Une délégation de cet établissement de crédit a été reçue en audience par le ministre d’Etat, ministre des Finances et du Budget, le 23 septembre 2025 à N’Djamena.
Le 23 septembre 2025 à N’Djamena, le ministre d’État, ministre des Finances, du Budget, de l’Économie, du Plan et de la Coopération internationale, Tahir Hamid Nguilin, a reçu une délégation de la Libyan Foreign Bank conduite par Ahmed E. Rajab, Directeur général adjoint. Elle était composée de Saleh Edbayaa, Directeur du contrôle interne, et de Mohamed Saleh Mahfouz Elmajbri, Directeur du département des participations. Du côté tchadien, le top management de la Banque commerciale du Chari (BCC), Haïthem Tahir Abousriwel, Directeur général, et son adjoint, Hissein Oubé Essou, a également pris part à l’audience.

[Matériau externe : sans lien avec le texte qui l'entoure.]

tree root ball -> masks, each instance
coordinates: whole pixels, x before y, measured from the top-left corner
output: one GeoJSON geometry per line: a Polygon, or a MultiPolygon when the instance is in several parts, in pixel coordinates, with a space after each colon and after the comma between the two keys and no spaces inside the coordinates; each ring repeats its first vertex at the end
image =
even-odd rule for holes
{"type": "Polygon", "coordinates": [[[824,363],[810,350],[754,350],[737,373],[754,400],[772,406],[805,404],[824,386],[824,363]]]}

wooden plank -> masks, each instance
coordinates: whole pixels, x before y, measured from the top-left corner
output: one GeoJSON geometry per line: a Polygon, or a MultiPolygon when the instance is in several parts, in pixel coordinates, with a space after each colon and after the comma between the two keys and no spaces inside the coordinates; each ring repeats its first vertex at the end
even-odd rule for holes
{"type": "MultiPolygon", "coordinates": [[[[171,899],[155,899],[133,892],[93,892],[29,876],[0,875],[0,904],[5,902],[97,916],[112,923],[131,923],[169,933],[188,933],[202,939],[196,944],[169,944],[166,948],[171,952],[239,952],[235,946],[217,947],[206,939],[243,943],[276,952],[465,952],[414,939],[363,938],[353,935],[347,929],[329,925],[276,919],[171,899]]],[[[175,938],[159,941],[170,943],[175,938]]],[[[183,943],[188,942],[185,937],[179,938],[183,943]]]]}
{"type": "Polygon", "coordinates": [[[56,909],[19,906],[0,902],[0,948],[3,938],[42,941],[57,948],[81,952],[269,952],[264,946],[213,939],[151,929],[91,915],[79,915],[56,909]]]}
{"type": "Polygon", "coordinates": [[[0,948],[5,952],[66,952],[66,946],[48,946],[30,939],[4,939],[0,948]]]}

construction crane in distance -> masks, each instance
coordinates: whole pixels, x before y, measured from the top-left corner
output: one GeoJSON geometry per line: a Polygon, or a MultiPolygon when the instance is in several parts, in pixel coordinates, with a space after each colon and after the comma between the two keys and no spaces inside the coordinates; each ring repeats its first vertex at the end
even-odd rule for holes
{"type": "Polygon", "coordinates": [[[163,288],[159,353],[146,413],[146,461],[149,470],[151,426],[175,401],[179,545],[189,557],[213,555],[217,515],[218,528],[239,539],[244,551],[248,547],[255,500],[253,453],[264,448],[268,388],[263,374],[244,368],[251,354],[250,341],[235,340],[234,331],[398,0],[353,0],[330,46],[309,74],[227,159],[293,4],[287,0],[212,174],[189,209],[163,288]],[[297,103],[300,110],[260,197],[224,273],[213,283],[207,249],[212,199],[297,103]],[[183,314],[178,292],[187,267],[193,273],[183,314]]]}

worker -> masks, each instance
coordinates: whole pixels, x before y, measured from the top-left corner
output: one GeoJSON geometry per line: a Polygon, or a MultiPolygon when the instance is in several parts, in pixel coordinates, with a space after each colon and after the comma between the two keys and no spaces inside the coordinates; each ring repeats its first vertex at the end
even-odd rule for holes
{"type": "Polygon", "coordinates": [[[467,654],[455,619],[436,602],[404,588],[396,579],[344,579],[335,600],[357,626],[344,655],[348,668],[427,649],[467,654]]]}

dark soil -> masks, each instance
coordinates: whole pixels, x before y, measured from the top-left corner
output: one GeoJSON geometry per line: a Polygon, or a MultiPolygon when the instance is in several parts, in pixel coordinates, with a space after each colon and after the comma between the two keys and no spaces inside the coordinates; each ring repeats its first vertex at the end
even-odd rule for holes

Cette rencontre visait à renforcer la coopération bancaire entre le Tchad et la Libye et à explorer les perspectives de développement de la BCC, l’une des institutions financières les plus dynamiques du pays.
Une banque de référence au Tchad
Selon le rapport de la Beac sur les taux débiteurs au deuxième trimestre 2023, la BCC figure parmi les trois banques ayant concentré 60 % des crédits à l’économie, aux côtés de la Banque de l’habitat du Tchad et de la Bsic. Sur une enveloppe globale de 241,2 milliards de Fcfa, elle a injecté 61 milliards, soit 25,53 % des parts de marché, confirmant son rôle de leader dans le financement de l’économie nationale.
Installée dans la région du Chari, la BCC se définit comme le « partenaire financier de confiance au Tchad » et propose des services allant des comptes d’épargne aux solutions de financement adaptées aux entreprises locales. « Nous nous engageons à soutenir les particuliers, les entrepreneurs et les PME de la région », rappelle la banque.
La Libyan Foreign Bank invitée à soutenir le PND
Profitant de cette occasion, Tahir Hamid Nguilin a convié la Libyan Foreign Bank à la table ronde des investisseurs du Plan national de développement (PND) Tchad Connexion 2030, prévue prochainement à Abou Dhabi. Le gouvernement ambitionne de mobiliser 30 milliards de dollars (environ 18 000 milliards de Fcfa) sur la période 2024-2030.
Plus de la moitié de ces ressources devrait provenir du secteur privé. Elles financeront 268 projets, dont 133 structurants, dans les domaines des infrastructures, de l’énergie, de l’agriculture, du numérique et de l’industrie. Avec ce partenariat, N’Djamena espère consolider sa coopération avec la Libye et stimuler sa transformation économique.